My jobs plan, released last month, would do just that.
It surveys all of our existing resources so that we can make intelligent decisions about where to focus production. It dramatically streamlines regulation so that government facilitates production instead of interfering. It opens up vast new swaths of territory, on- and off-shore, for development. It pursues partnerships with our neighbors, Canada and Mexico, to ensure that American workers can participate in their development efforts and reap the benefits.
Yet even if we take these steps, we should not be under any illusions. Energy policy alone is not going to extricate the United States from our current economic straits. Yes, it is a vitally important sector, but as Pennsylvania’s own experience attests, energy production alone will not turn around our economy. We must approach energy as part of a more fundamental reconfiguration of our economy if we are to generate economic growth and the jobs America needs.
Our tax system is widely recognized to be a mind-bendingly complex accumulation of special favors wrapped into law. It needs to be made lower, flatter and fairer. Our corporate rates must be brought into line with the rest of the world if we don’t want to continue hemorrhaging jobs to countries with more competitive tax structures.
The federal regulatory apparatus has grown into a business-strangling monstrosity. The federal government’s own estimates place the cost of federal regulation at a staggering $1.75 trillion.
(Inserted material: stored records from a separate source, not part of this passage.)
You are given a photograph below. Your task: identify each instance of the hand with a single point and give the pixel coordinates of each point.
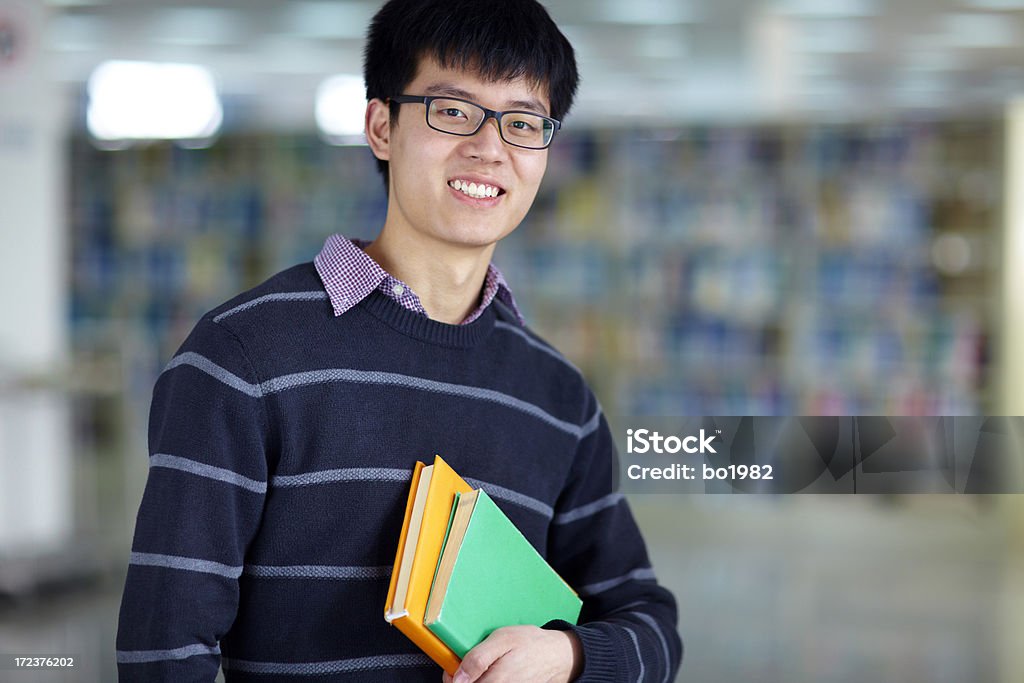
(516, 653)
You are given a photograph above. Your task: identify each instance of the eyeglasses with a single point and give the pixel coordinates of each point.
(461, 117)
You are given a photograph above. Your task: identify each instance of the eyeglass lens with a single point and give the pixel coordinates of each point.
(455, 116)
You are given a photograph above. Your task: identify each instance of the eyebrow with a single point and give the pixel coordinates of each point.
(455, 91)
We need to pare this back radically, keep only those regulations whose benefits outweigh the costs and cap the imposition of new ones.
Our trade policies have to be rethought. Contrary to what many people think, international trade is a job creator. But if trade is mismanaged, as it has been, it can be a job killer. We have to open foreign markets to our goods, just as our economy is itself open.
Our labor laws need to be reformed. Unions can play a constructive role in a market economy but they can also make entire industries uncompetitive. We can’t afford the policies favored by the Obama administration that do away with basic democratic procedures like the secret ballot while protecting undemocratic ones like coerced campaign contributions, tipping the balance in favor of union organizers at the expense of the very workers they purport to represent.
We have to invest in “human capital.” America’s workforce is our country’s greatest renewable natural resource. If we are to create jobs, we need to narrow the mismatch between the skill set of our workers and the requirements of the employment market. The federal government currently spends $18 billion on training. But this is through 47 separate programs administered by nine different agencies. Most of them are completely ineffective. I would turn this function over to the private sector and to the states.
Federal spending has to be brought under control. Under Barack Obama it has increased by 28 percent — from nearly $3 trillion to almost $4 trillion. The federal government is sucking away the capital that businesses could be using to invest in new plants and to hire people. Federal spending needs to be cut; it then needs to be capped at 20 percent of GDP, and we need a balanced budget amendment to the Constitution to ensure that we never head down this disastrous path again.
Accomplishing all this change is not going to be easy. But all of it is vitally important. The path we’re on is a dead end. The time to turn around is now. The economic future of our country is at stake.